ANTECEDENTES El impugnante presentó acción de tutela solicitando la protección de sus derechos fundamentales al debido proceso y a la seguridad jurídica, los cuales considera le fueron vulnerados por la autoridad judicial accionada. Conforme al escrito de tutela se desprende que el 11 de noviembre de 2013 presentó demanda hipotecaria contra Karen Irina Bosch Noguera, asunto que fue repartido al Juzgado Cuarenta y Tres Civil del Circuito de Bogotá. Surtido el trámite correspondiente el despacho dictó sentencia en la que ordenó la venta en pública subasta del bien hipotecado.

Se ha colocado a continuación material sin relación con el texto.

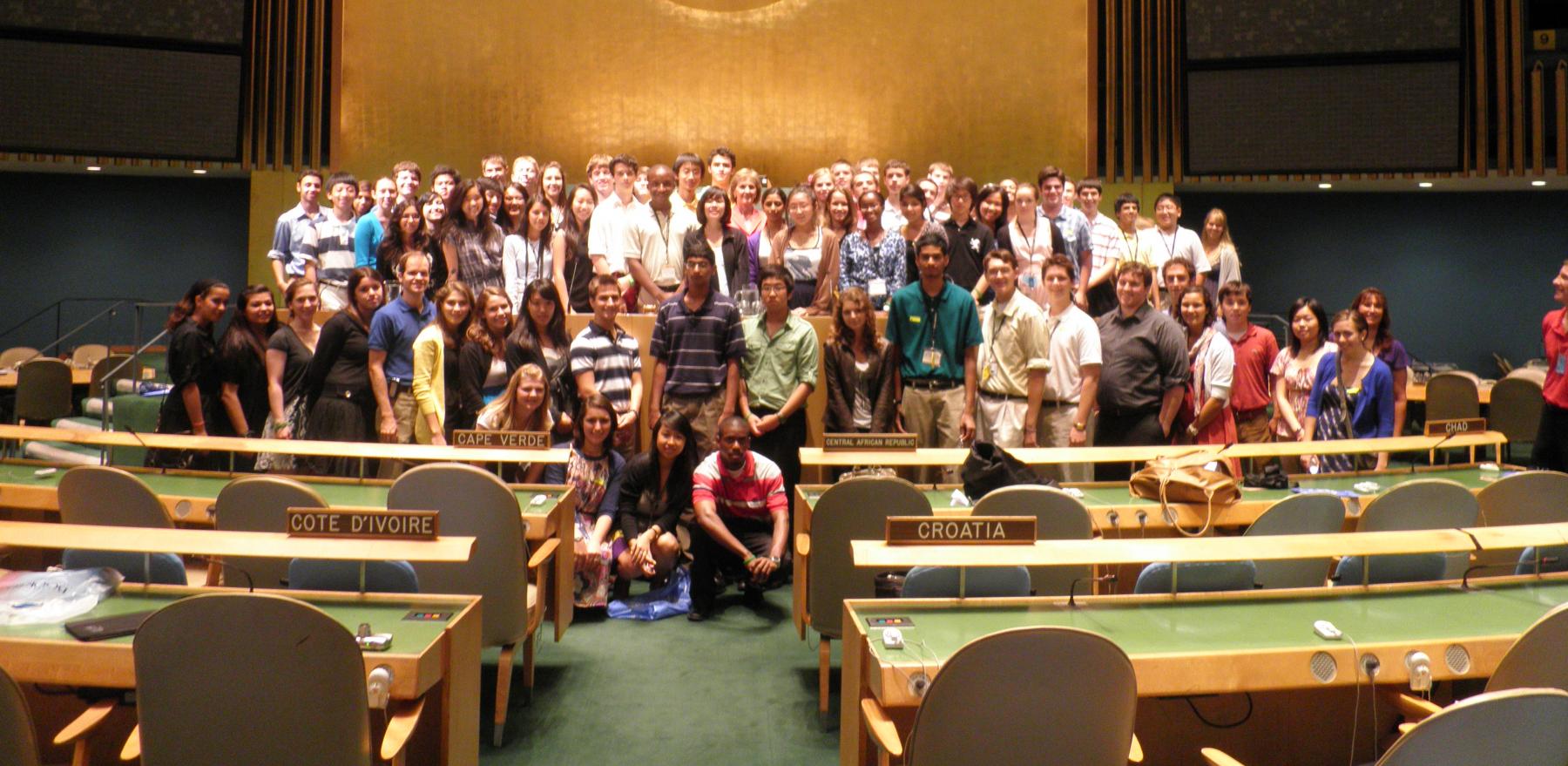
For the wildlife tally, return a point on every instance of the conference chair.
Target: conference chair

Expone que el 9 de abril de 2014 se realizó la diligencia de secuestro, la que fue atendida por el hermano de la demandada, Alonso Homero Bosch Noguera, quien manifestó que « no tengo nada que decir, porque esta es mi casa ». Acota que pese a haber estado presente en la referida diligencia y no presentar oposición, el citado Bosch Noguera formuló incidente de desembargo aduciendo su condición de poseedor del bien cautelado, el que fue desestimado por el Juzgado Diecinueve Civil del Circuito de la misma ciudad, decisión que revocó el Superior.
Relata que conforme a las pruebas recopiladas, en especial la escritura No. 2421 del 13 de septiembre de 2012, es claro que el incidentante no llevaba dos años ejerciendo posesión sobre el predio. Afirma que además de incurrir en el referido yerro, el ad quem no le impartió el trámite correspondiente al recurso de alzada, por cuanto debió admitirlo, correr traslado a las partes y luego proferir la decisión, lo cual no hizo.
Por lo anterior, solicita el amparo constitucional de sus derechos fundamentales invocados y, como consecuencia de ello, se ordene « que previo el trámite correspondiente se confirme la Sentencia dictada por el JUZGADO 19 CIVIL DEL CIRCUITO DE BOGOTA DC., el 13 de Enero de 2016, quien fallo(sic) en derecho, después de haber desmenuzado en forma clara y precisa las pruebas recaudadas para llegar a la conclusión que el incidentante no tenía la posesión real y material del inmueble hipotecado».
TRÁMITE Y DECISIÓN DE INSTANCIA La Sala de Casación Civil de la Corte Suprema de Justicia, el 1º de agosto de 2016, avocó el conocimiento y ordenó notificar a la accionada para que ejerciera su derecho de defensa y contradicción. Con fallo del 10 de agosto de 2016, denegó la protección procurada, al considerar que la determinación cuestionada a través de esta acción constitucional no se exhibe como constitutiva de una vía de hecho, sino que, por el contrario, es el resultado lógico del examen de los diferentes medios de prueba arrimados al expediente, labor que fue desarrollada en ejercicio de la autonomía e independencia de que están dotados los jueces para interpretar y aplicar la ley.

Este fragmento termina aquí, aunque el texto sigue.